Spend some quality time in designing the schema and underlying table structure. When you expand, it'll be easier for you to classify things better in terms of access control. Do let me know if I've missed some obvious points.
You can have multiple databases in a Redshift cluster but I would stick with one. You are correct that schemas (essentially namespaces) are a good way to divide things up. You can query across schemas but not databases.
I would avoid using the public schema as managing certain permissions there can be difficult (easier to deny someone access to public than prevent them from being able to create a table for example).
For best results if you have the time, learn about the permissions system up front. You want to create groups that have access to schemas or tables and add/remove users from groups to control what they can do. Once you have that going it becomes pretty easy to manage.
In addition to the other responses, here are some suggestions for improving schema performance.
First: Automatic compression encodings using COPY command
Improve the performance of Amazon Redshift using the COPY command. It will get data into Redshift database. The COPY command is clever enough. It automatically chooses the most appropriate encoding settings for the data it uploads. You don’t have to think about it. However, it does so only for the first data upload into an empty table.

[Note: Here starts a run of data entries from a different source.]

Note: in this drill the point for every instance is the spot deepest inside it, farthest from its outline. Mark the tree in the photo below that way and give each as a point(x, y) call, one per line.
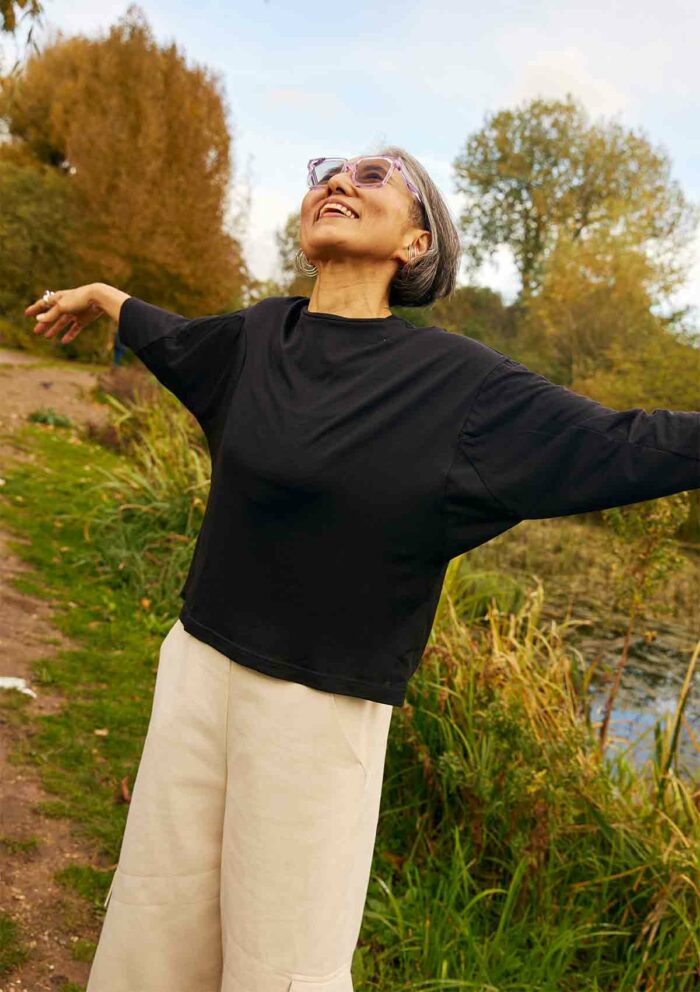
point(10, 8)
point(35, 235)
point(143, 140)
point(594, 293)
point(543, 174)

So, make sure to use a significant data set while uploading data for the first time, which Redshift can assess to set the column encodings in the best way. Uploading a few lines of test data will confuse Redshift to know how best to optimize the compression to handle the real workload.

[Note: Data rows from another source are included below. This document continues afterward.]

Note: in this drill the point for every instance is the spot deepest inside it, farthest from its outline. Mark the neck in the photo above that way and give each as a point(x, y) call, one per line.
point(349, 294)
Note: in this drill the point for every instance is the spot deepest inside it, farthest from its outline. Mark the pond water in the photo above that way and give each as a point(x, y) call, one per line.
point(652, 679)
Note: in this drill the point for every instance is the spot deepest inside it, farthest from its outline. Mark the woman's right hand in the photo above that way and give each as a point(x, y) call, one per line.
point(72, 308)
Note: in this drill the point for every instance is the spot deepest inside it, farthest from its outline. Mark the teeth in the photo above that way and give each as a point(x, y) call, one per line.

Second: Use Best Distribution Style and Key
Distribution-style decides how data is distributed across the nodes. Applying a distribution style at table level tells Redshift how you want to distribute the table and the key. So, how you specify distribution style is important for good query performance with Redshift. The style you choose may affect requirements for data storage and cluster. It also affects the time taken by the COPY command to execute.
I recommend setting the distribution style to all tables with a smaller dimension. For large dimension, distribute both the dimension and associated fact on their join column. To optimize the second large dimension, take the storage-hit and distribute ALL. You can even design the dimension columns into the fact.
Third: Use the Best Sort Key
A Redshift database maintains data in a table with an arrangement of a sort-key-column if specified. Since it’s sorted in each partition; each cluster node upholds its partition in predefined order. (While designing your Redshift schema, also consider the impact on your budget. Redshift is priced by amount of stored data and by the number of nodes.)
Sort key optimizes Amazon Redshift performance significantly. You can do it in many ways. First, use data filtering. If where-clause filters on a sort-key-column, it skips the entire data blocks. It’s because Redshift saves data in blocks. Each block header records the minimum and maximum sort key value. Filter outside of that range, the entire block may get skipped.
Alternatively, when joining two tables, sorted on their joint keys, the data is read in matching order. Also, you can merge-join without separate sort-steps. Joining large dimension to a large fact table will be easy with this method because neither will fit into a hash table.